8 janvier 2010

Sur la ligne du temps, à peine blasée

Si j'avais su à 17 ans que je n'en saurais pas plus que ça à 27, j'aurais ouvert mes livres, écarquillé les yeux et fermé ma grande trappe. Mais je ne croyais même pas que j'aurais un jour 27 ans, ni même 18. J'entrevoyais à peine le weekend.

Si je ne sais rien encore maintenant c'est parce qu'avant aujourd'hui, je n'étais jamais entrée dans le café au coin de ma rue. Je ne savais donc pas que le serveur qui y travaille est né avec un bec-de-lièvre, qu'il a été drôlement bien opéré et qu'on ne s'en rend pas compte à moins qu'il nous présente son profil gauche, dans le reflet de la fenêtre. Un détail. Je ne savais pas non plus que la tarte citron/pistache était, d'entre tous, mon dessert préféré. Un détail également. Mais j'ignorais aussi - et ça, c'est plus grave - à quel point le spectacle de l'extérieur en plein mouvement, un bel après-midi d'hiver, était pour moi une source de réconfort insoupçonnée, réconfort gratuit dont je me privais jusqu'ici sous prétexte que mon imagination pouvait rivaliser avec n'importe quelle scène captée sur le vif dans un café quelconque du plateau Mont-Royal.

S'il faut appliquer ce constat à tous les cafés non visités de toutes les villes non visitées et à tous les lieux divers où je ne mettrai jamais les pieds, non seulement je ne connais rien ni personne, mais je n'en connaîtrai jamais vraiment davantage qu'aujourd'hui puisque je remplacerai rapidement par d'autres les informations superflues de serveurs au bec-de-lièvre dans un café de l'Avenue du Parc. Avec le temps, j'oublierai même les taches de vin et les anecdotes de malappris désespérés qui ont lancé leur ligne avec maladresse et un peu trop d'insistance. (Parenthèse : Antidote m'indique à l'instant que le mot ''malappris '' est un archaïsme et constitue donc une expression vieillie. Je me demande si cette remarque a réellement été conçue dans le but de me décourager du mot.)

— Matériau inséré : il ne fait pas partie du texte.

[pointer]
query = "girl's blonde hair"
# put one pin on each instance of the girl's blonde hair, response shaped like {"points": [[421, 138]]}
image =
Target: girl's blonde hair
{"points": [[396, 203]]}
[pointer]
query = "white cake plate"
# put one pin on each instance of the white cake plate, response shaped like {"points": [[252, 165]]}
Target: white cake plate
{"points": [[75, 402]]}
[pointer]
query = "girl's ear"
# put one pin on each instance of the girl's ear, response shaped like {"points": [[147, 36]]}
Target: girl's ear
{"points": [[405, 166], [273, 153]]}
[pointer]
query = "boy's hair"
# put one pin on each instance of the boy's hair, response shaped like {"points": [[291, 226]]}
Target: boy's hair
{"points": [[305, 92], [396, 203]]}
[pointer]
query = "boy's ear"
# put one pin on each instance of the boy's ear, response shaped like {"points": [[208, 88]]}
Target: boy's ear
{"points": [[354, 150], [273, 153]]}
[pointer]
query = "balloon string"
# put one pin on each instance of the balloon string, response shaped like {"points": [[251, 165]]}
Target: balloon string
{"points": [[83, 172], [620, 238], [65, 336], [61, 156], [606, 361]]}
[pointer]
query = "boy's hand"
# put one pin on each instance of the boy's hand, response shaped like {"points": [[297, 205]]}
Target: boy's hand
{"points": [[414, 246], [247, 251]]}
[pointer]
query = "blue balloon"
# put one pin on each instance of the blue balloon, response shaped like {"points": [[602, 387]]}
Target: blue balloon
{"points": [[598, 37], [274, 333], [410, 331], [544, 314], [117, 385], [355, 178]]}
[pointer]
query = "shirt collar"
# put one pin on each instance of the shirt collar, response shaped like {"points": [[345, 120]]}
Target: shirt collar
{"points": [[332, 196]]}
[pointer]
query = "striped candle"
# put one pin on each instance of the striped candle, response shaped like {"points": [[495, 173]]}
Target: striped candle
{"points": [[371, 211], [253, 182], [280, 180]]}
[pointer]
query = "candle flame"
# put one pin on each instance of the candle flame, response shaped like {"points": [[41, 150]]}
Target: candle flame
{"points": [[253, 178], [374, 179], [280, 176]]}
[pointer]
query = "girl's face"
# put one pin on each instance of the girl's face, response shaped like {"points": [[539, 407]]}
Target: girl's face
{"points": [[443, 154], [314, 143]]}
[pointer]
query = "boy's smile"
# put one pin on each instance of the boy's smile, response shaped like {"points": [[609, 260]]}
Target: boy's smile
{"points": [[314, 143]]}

Au chapitre des connaissances, donc, je ferai ma vie avec en poche deux ou trois histoires de cul insolites, une ou deux expériences traumatisantes en milieu hospitalier, des milliers de souvenirs d'enfance qui n'intéresseront personne (à part quelques hypnotisés un peu abêtis par le sentiment amoureux qui se délecteront pour un temps de toute information me concernant), deux ou trois grandes peines d'amour, qui n'impliqueront malheureusement pas les gens décrits plus haut, à leur plus grand désarroi, des centaines d’heures d’écriture à essayer de capter la vérité et des millions de petits souvenirs imprécis qui ressurgiront de nulle part à tout moment pour entretenir ma réputation de mélancolique, au passage d'un parfum la plupart du temps ou d'une petite phrase musicale, comme celle de Proust. Alors là, j'aurai l'impression d'avoir cent mille ans et de n'être faite que du passé, que ma chair et mes os, investis d'une mémoire plus efficace que celle de mon cerveau, me dicteront mes goûts et orienteront mes choix en fonction de ce qui auparavant a semblé fonctionner pour moi, en bons vestiges des instants écoulés qu'ils seront devenus malgré eux.

Alors, qui veut venir vieillir avec moi? Invitant, n'est-ce pas?